Gastroenterology Unit, University and Spedali Civili Hospital, Brescia, Italy.
J Am Geriatr Soc. 2012 Jun;60(6):1064-9. doi: 10.1111/j.1532-5415.2012.03997.x.
To compare celiac disease (CD) in older and younger adults and to assess the effects of a gluten-free diet (GFD).
Retrospective retrieval of information prospectively entered into a structured database.
CD clinic, University and Spedali Civili, Brescia, Italy.
Two cohorts were identified (older, Group A, n = 59, >65; younger, Group B, n = 1,166, 18-64), and Group B was subgrouped (B1, n = 600, 18-34; B2, n = 440, 35-49; and B3, n = 26, 50-64).
Clinical, serological, and histological characteristics of individuals with CD studied before and during a GFD.
At presentation, weight loss (37% vs 21%, P = .005) and dyspepsia (22% vs 12%, P = .04) were more frequent in older than younger participants. Incidence at diagnosis of non-Hodgkin's lymphoma (NHL) was much higher in older (5%) than younger participants (0.3%, P = .003). Prevalence of osteoporosis was 67% in older and 14% in younger male participants and 70% in older and 9% in younger female participants ( P < .001). During treatment, adherence to a GFD was 90%, normal villous structure was reconstituted, and t-transglutaminase antibodies were negative in 80% of older and younger participants.
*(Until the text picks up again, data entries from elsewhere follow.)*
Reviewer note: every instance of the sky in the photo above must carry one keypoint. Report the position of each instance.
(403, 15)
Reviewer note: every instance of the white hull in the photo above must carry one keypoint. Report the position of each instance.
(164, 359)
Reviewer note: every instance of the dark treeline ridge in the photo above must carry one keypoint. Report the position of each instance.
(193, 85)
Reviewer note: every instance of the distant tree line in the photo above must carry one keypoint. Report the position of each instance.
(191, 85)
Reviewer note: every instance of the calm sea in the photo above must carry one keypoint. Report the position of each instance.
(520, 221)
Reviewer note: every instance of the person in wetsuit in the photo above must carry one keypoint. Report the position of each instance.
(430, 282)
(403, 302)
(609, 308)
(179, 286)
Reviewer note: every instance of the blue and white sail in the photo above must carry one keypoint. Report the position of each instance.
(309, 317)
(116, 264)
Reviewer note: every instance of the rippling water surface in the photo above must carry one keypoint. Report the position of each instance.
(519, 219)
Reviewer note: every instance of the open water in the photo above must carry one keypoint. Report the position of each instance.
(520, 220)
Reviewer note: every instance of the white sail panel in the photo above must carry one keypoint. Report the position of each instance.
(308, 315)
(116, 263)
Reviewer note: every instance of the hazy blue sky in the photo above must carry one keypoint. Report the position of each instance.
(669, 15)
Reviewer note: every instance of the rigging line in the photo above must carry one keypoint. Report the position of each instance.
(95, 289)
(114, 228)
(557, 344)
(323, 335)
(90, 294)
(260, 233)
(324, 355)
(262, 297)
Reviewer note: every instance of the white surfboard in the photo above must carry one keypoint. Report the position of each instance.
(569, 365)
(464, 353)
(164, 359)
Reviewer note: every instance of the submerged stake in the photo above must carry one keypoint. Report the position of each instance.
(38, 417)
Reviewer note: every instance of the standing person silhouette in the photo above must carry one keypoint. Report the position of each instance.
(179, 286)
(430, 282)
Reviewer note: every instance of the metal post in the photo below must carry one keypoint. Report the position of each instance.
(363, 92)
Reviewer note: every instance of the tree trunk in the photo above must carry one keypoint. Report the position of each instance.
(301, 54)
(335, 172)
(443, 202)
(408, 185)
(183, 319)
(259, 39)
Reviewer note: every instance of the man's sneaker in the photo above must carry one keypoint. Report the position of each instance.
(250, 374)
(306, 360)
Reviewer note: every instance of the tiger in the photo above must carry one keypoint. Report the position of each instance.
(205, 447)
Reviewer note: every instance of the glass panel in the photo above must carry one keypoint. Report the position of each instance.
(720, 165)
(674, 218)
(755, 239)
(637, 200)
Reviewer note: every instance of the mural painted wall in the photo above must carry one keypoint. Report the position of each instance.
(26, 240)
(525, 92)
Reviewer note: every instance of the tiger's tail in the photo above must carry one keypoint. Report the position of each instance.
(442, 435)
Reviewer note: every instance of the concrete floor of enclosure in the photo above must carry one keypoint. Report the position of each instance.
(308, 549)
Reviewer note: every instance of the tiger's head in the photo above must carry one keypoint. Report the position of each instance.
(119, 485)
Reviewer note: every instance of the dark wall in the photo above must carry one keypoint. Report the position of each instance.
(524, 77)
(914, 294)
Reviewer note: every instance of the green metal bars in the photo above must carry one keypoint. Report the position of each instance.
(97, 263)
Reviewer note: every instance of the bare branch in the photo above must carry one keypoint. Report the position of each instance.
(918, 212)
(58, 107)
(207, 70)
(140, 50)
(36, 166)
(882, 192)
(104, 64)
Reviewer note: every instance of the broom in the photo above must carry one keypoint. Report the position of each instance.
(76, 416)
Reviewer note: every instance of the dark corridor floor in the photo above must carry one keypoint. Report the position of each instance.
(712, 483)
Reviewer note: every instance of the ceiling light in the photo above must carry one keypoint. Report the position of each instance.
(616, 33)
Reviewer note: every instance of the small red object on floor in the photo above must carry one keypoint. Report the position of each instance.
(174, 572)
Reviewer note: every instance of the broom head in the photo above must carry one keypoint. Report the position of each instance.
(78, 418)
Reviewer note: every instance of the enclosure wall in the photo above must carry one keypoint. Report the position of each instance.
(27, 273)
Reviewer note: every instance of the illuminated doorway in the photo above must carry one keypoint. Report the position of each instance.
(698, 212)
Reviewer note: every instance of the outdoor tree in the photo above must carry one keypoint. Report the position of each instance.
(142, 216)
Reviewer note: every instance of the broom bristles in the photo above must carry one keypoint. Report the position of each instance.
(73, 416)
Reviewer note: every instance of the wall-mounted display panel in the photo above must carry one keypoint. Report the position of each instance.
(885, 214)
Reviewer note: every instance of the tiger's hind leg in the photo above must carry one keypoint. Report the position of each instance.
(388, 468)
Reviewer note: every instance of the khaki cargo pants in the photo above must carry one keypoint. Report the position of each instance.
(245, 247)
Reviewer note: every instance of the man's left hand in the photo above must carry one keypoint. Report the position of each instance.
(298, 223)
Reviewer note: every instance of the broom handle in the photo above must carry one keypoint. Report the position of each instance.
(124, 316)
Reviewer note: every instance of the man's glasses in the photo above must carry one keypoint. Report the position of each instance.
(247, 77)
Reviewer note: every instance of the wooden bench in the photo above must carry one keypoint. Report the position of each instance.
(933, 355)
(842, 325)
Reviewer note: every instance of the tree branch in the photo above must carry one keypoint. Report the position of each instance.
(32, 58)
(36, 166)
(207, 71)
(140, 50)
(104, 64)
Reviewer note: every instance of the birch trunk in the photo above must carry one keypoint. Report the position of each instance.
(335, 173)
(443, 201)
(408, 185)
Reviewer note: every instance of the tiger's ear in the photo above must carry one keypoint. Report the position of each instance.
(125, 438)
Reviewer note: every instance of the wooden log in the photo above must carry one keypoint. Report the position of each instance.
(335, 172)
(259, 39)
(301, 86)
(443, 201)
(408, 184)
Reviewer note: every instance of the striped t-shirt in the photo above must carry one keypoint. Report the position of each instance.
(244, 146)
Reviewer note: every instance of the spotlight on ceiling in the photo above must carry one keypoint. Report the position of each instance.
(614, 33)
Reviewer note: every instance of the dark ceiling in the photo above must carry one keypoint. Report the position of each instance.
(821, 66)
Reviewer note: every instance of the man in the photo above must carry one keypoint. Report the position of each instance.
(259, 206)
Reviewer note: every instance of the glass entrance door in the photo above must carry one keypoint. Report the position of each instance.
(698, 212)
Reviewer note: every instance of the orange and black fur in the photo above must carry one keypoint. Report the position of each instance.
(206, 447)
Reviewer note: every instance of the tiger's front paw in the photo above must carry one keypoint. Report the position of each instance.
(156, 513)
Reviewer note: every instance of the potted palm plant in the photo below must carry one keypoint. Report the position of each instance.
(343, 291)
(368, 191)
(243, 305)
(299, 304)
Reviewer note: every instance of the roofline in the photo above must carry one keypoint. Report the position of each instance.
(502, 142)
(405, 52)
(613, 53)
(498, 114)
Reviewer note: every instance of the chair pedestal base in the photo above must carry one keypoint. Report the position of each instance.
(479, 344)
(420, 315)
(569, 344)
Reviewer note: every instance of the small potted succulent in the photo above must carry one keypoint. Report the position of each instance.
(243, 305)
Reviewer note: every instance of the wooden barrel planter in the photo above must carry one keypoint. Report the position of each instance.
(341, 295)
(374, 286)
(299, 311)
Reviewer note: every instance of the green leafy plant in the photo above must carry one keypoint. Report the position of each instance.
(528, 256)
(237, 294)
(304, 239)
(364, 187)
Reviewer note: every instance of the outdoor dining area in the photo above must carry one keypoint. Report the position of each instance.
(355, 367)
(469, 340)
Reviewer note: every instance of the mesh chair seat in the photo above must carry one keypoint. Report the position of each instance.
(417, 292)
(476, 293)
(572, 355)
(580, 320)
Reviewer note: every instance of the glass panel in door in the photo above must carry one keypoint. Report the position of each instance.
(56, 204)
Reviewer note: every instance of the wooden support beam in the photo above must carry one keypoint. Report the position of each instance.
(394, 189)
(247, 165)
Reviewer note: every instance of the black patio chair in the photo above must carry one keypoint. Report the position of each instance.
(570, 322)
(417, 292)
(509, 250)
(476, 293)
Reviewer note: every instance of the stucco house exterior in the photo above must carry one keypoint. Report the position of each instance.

Lumbar-sacral and femoral T scores increased significantly during a GFD in pooled results of 48 older and younger participants studied before and during GFD.
NHL is already present at CD diagnosis in most cases in individuals aged 50 and older, emphasizing the importance of early diagnosis. Older and younger individuals are equally adherent and equally benefit from a GFD, indicating that older age is not a barrier to dietary treatment.
比较老年人和年轻人的乳糜泻(CD),并评估无麸质饮食(GFD)的效果。
前瞻性检索信息,前瞻性输入结构化数据库。
意大利布雷西亚大学和斯佩达利·奇维利(Spedali Civili)的 CD 诊所。
确定了两个队列(年龄较大的 A 组,n = 59,> 65 岁;年龄较小的 B 组,n = 1166,18-64 岁),并对 B 组进行了亚组分析(B1 组,n = 600,18-34 岁;B2 组,n = 440,35-49 岁;B3 组,n = 26,50-64 岁)。
在接受 GFD 前后研究 CD 患者的临床、血清学和组织学特征。
在就诊时,与年轻参与者相比,老年参与者更常出现体重减轻(37% vs 21%,P =.005)和消化不良(22% vs 12%,P =.04)。老年参与者(5%)的非霍奇金淋巴瘤(NHL)发病率明显高于年轻参与者(0.3%,P =.003)。老年男性参与者骨质疏松症的患病率为 67%,年轻男性参与者为 14%;老年女性参与者为 70%,年轻女性参与者为 9%(P <.001)。在治疗过程中,GFD 的依从率为 90%,正常绒毛结构得以重建,80%的老年和年轻参与者 t 转谷氨酰胺酶抗体阴性。在接受 GFD 前后,48 名老年和年轻参与者的研究结果汇总显示,腰椎-骶骨和股骨 T 评分均显著增加。
在大多数 50 岁及以上的 CD 患者中,NHL 已经在 CD 诊断时存在,这强调了早期诊断的重要性。老年和年轻患者同样遵守并从 GFD 中获益,这表明年龄较大不是饮食治疗的障碍。